I pozzi tra l’altro erano luogo d’incontri, anche tra fidanzati. Gesù le dice: Tu non hai bisogno solo di acqua, ma soprattutto di non essere abbandonata. – E ora Gesù prepara la samaritana ad accoglierlo come unico vero suo sposo. Le dice: «Va’ a chiamare tuo marito». – La donna risponde con tristezza: “Non ho marito”. – E Gesù: Lo so, ne hai avuti cinque e tutti ti hanno abbandonata (il marito allora poteva abbandonare la moglie, ma non la moglie il marito). Gesù prosegue: Nessuno di loro ha dissetato il tuo cuore! –
Anticamente il pozzo era il luogo dove si ritrovavano le persone. Al pozzo si incontravano i pastori che venivano ad abbeverare le loro greggi, si fermavano i commercianti con le loro mercanzie in attesa dei clienti, venivano le donne ad attingere acqua (e magari anche a fare quattro chiacchiere…), si recavano gli innamorati a cercarsi una compagna. La Bibbia racconta molti di questi incontri al pozzo (cfr Gn 24,10-25; 26,15-25; 29,1-14; Es 2,15-21). La samaritana osserva sbalordita: E tu, come lo sai? Allora sei davvero un profeta, colui che sa dare il senso dei fatti. Se è così, ti prego chiariscimi anche questo dubbio: Voi ebrei dite che bisogna adorare il Signore a Gerusalemme, noi samaritani invece lo veneriamo qui in Samarìa. Chi ha ragione? – E Gesù: Il Signore si è rivelato a noi ebrei, ma tutti possono adorarlo. Lo Spirito di Dio batte in ogni uomo: dovunque egli sia! – E la donna: È vero, un giorno verrà il Messia, e ci spiegherà tutto. – E Gesù, abbracciandola: Certo! Anzi, ce l’hai proprio davanti: «Io Sono» – Gesù si annunzia con il nome di Javè: «Io Sono», alla donna come a noi in questa eucaristia: a quanti sono disponibili e l’attendono.
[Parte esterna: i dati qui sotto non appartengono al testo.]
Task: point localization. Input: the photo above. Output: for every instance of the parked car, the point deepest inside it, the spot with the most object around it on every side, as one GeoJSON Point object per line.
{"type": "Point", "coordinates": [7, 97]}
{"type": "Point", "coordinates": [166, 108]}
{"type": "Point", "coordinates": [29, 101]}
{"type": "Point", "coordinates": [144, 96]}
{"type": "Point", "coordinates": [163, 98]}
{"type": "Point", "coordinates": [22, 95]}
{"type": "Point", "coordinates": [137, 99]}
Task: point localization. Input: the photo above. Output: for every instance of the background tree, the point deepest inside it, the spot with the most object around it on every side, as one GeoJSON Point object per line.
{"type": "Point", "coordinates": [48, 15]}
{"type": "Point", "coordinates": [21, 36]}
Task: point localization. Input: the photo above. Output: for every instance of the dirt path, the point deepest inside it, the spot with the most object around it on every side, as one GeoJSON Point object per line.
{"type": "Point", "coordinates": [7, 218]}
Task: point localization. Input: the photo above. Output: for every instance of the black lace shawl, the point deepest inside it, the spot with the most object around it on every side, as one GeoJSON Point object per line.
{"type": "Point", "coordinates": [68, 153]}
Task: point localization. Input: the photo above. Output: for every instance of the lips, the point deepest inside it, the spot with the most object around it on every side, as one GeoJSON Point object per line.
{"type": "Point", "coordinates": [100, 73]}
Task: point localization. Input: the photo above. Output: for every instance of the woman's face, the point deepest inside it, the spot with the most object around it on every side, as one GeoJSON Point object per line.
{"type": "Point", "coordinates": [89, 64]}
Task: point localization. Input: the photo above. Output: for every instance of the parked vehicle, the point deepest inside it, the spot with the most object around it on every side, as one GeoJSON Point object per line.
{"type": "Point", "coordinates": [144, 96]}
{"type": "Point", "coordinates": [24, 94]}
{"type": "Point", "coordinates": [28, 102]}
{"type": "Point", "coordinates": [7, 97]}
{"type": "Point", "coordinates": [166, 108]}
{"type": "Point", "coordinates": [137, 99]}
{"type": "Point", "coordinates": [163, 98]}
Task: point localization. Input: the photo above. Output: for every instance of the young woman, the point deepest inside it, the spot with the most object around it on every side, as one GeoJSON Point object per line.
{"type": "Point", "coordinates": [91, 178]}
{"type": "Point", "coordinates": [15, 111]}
In quel momento arrivano i discepoli. Vedono Gesù con una donna. Restano meravigliati. Nessuno però ha il coraggio di dirgli qualcosa. La samaritana intanto lascia la brocca piena d’acqua e corre felice in città. Racconta a tutti il suo incontro con Gesù. I discepoli hanno portato a Gesù da mangiare. Ma Lui dice: Solo una cosa mi può saziarmi: fare la volontà del Padre mio. Io sono venuto a seminare l’amore di Dio nel cuore degli uomini:far germogliare dentro di loro la felicità!
Arrivano gli abitanti di Sìcar. Tutti Gesù convoca intorno a sé, come qui noi ora alla messa. Chiedono a Gesù di fermarsi un po’ da loro. Così Gesù resta in città due giorni. Ascoltandolo, tutti esclamano felici: All’inizio siamo andati da Lui spinti da quella donna. Ma ora che lo abbiamo conosciuto di persona, non abbiamo più dubbi: Gesù è davvero il Salvatore degli uomini. Solo Lui riesce a dissetare il nostro cuore! –
Solo tu, Signore Gesù, sei in noi sorgente d’acqua viva che zampilla continuamente fino alla vita definitiva. Ti ringraziamo per sempre con gioia, Signore. Noi siamo i tuoi agnellini: ci ami, ci sazi, ci disseti: ci fa i strumento di bene per tutti come la samaritana. Fa’ che non ci lamentiamo di te; ma accogliamo volentieri quello che ci mandi. Perché sei tu che agisci in noi per il bene di tutti, come tu solo sai fare.